My love of mangoes was not harmed by this experience. Click for photos of the nothing that I did for five days of rest, ice, compress and elevate.

p.s. I’m publishing this nearly two weeks post injury.   No, it wasn’t broken.   And the update is: Still bruised.   Still swells up if I try to walk around without a compression wrap.   Still extremely loose joint. Still can’t balance on the   foot.   Still can’t walk normally down a set of stairs. Still can’t walk faster than a granny.   Still doing self-prescribed PT program.   Still smiling.

p.p.s. The hospital – omg.   This is one of those situations where you choose to have a good attitude.   Crumbling, dilapidated… just barely getting by.   The doctor evaluates me while I sit in a wheel chair next to the reception counter.   Pat wheels me to the xray window where they mark a few things on my Rx, then send me to the cashier to pay first.   Then we go into the xray room – home to a machine that had to be built somewhere circa 1950.   The faded mustard-colored paint is peeling and flaking off the concrete walls.   The room is full of junk – dusty cardboard boxes overflowing with old records.   Jugs of developing fluid on the floor.   Pieces of old furniture.   Crumpled blinds covered in dust.   We’re talking perfect setting for a horror film.   Complete with the spooky wisps of daylight creeping in through the dirty curtains.   I crawl up onto the creaky table, am given a heavy vest to drape over my body that looks like it was made from the saddle of a 1800’s outlaw, and then rotate my foot to three different positions while the tech hides behind the lead wall and snaps photos.   Two minutes later, we hold the xray up in front of the window to examine it for fractures.

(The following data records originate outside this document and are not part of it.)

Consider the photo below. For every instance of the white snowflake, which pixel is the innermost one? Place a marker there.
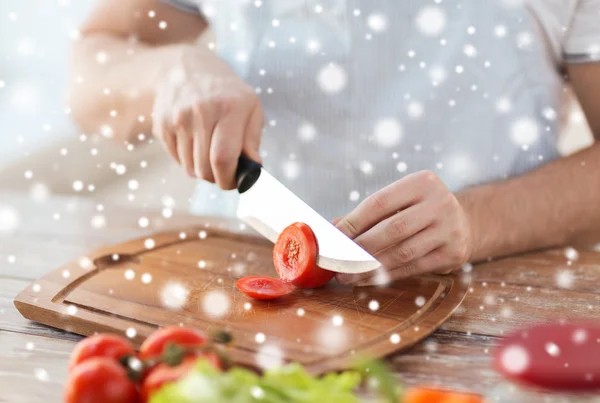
(98, 221)
(332, 78)
(571, 253)
(503, 105)
(133, 184)
(337, 320)
(216, 304)
(377, 22)
(39, 192)
(580, 336)
(291, 169)
(307, 132)
(41, 374)
(552, 349)
(366, 167)
(525, 131)
(102, 57)
(269, 356)
(415, 110)
(130, 332)
(388, 132)
(9, 218)
(564, 279)
(420, 301)
(515, 359)
(395, 338)
(143, 222)
(174, 296)
(260, 338)
(431, 20)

Before getting up on the table...


While we wait for the doctor to come give the okay, the power goes out.   Brown out.   And who knows when it will come back on.   Lucky timing that it happened before the x-ray!   Doc says I’m good to go, walks us to the lobby, and instructs Pat to buy an elastic bandage at the pharmacy in town.   I try and ask if that’s necessary or can I just keep using my scarf.   He doesn’t understand, so I make him stick his hand out and I start wrapping his forearm like I would my foot.   He laughs and sends us packing.   The (hot!) xray tech makes a production of wheeling me outside to the street that overlooks the ocean where he claps his hands high over his head and yells “Tricycle!” to get someone to come give me a ride.   I’m cracking up the whole time.   Hilarious!